Local woman finds path to happiness leads home
February 6, 2012 8:41 PM

State Journal Register
Springfield, Illinois -- Jun 20, 2003 --

Confucius says, 'Choose a job you like and you'll never have to work a day in your life.' I think that's very true," says small business owner Michelle Tjelmeland (pronounced "chum-land"). In just three years, Tjelmeland has turned her passion into an award-winning corporation, E-websmart, that allows her to do professional work at home.

E-websmart is a corporation that creates business websites and works with other partners to provide Internet-related services.

This month, E-websmart won the "Gold" award from The World Wide Web Awards Association. During June, Tjelmeland won the "Small Business Owner of the Year" award from the Greater Springfield Chamber of Commerce. Indeed, E-websmart and Tjelmeland have won many awards over the years.

Tjelmeland is a website developer who has worked with both small "mom-and-pop" businesses and multi-million dollar corporations.
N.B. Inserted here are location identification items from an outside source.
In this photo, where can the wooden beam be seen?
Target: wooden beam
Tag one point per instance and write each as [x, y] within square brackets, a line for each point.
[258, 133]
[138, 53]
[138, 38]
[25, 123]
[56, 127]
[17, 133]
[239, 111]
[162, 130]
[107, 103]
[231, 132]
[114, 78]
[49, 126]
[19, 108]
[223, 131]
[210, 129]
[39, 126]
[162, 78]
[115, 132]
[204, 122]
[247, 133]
Her extensive client list includes: Lake Springfield Marina, Holiday Inn Express and many other organizations.

But just half a decade ago, she was a teacher. When her first child, Ellie, was born five years ago, she quit and concentrated on getting a master's degree online from University of Illinois at Urbana-Champaign.

"During that time, I realized how much I love computers. And I found an occupation in which my disability didn't matter," says Tjelmeland, who is hearing-impaired.

She urges others to utilize their college degrees and tie in their interests. "So many people go along in life and never enjoy what they do," Tjelmeland says.

But she has followed her heart. Not surprisingly, her work began with a website for her husband Joel, a car dealer. Soon she created websites for other people and then officially went into business in 2000.

Now Tjelmeland has found a job that allows her to spend time with both her daughters, 5-year-old Ellie and 3-year-old Lucy. She usually works from her home three to four days a week, hiring a sitter to help watch the children. Her varying schedule allows her to take Ellie to school and tuck both girls in at night.

"It's ideal," says Tjelmeland. "I am able to pick and choose when I go to work. The freedom and flexibility are worth so much. I love waking up and doing what I do."

While she notes her profession is well-suited for women with children, she adds that people interested in working from home should be prepared for a challenge.

"When you work from home you have to be completely motivated," Tjelmeland says. "But I would choose my job one-hundred-thousand times again."